Les vampires, les malédictions, le sang et les enjeux ne sont que la surface de Dracula. Si vous commencez à creuser, vous ne trouverez pas seulement le cercueil occasionnel, vous trouverez également des thèmes profonds et variés, certains assez risqués pour leur époque. Au fond, Stoker crée une œuvre sur les passions, de l’amour le plus pur au désir le plus irrépressible, dénudant ses personnages et montrant leur grande vulnérabilité -celle de nous tous, en fait- face aux sentiments et aux passions les plus fortes.
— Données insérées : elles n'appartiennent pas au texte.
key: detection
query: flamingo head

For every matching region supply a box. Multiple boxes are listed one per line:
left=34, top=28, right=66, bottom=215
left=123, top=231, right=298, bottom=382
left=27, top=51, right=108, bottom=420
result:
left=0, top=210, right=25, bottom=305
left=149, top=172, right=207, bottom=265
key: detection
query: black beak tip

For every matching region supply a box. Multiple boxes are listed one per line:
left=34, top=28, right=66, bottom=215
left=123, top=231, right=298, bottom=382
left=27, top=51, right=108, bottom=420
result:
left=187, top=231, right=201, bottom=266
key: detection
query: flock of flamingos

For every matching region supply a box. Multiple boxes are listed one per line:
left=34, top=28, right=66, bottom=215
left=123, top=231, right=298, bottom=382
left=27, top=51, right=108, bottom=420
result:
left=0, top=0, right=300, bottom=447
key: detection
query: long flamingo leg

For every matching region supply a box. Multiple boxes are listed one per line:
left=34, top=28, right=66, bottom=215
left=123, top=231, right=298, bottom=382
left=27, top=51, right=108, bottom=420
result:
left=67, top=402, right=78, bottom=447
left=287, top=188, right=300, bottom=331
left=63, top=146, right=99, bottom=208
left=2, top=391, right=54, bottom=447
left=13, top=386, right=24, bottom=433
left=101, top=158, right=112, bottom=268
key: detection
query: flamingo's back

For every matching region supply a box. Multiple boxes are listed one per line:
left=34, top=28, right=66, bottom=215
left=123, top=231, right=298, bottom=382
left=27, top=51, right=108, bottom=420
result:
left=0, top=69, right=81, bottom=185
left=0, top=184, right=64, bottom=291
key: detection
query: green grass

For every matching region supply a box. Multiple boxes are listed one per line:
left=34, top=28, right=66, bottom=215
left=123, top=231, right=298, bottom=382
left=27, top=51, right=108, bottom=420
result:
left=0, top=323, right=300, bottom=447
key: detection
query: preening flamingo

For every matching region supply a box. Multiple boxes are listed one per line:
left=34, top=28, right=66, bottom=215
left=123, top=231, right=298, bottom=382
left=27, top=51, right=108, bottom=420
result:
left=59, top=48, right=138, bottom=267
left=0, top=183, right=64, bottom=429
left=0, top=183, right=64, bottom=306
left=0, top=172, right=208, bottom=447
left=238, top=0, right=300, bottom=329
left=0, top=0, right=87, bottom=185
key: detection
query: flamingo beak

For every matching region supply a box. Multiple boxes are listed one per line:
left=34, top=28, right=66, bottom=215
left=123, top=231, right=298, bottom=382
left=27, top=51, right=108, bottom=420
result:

Rendre compte également de la peur de l’inconnu et de l’étranger, sujet d’une triste actualité.

Bram Stoker a créé un corpus d’œuvres qui va bien au-delà du folklore des vampires. C’est vrai qu’il en a posé les bases, mais en l’utilisant comme canevas pour une histoire au service de ses personnages inoubliables : le Comte, Harker, Mina, Reinfield, Lucy, le Dr Van Helsing… Car au final , Dracula est une histoire de monstres et d’hommes, sur la fine ligne qui sépare l’un de l’autre. Un traité sur l’amour, l’éternité et les appétits humains insatiables qui ne se démode jamais. Un classique totalement intemporel.

« Celui qui est maintenant parmi nous a la force de vingt hommes et une ruse acquise au cours des siècles. Dominer la nécromancie (…). Il peut apparaître quand il veut et où il veut, prenant les formes qu’il veut. Vous pouvez commander sur les éléments (…). Il exerce un pouvoir sur des êtres inférieurs (…) Mes amis : si nous échouons, nous pouvons finir comme lui et devenir des êtres dégoûtants se nourrissant des corps et des âmes de ceux que nous aimons » – Van Helsing.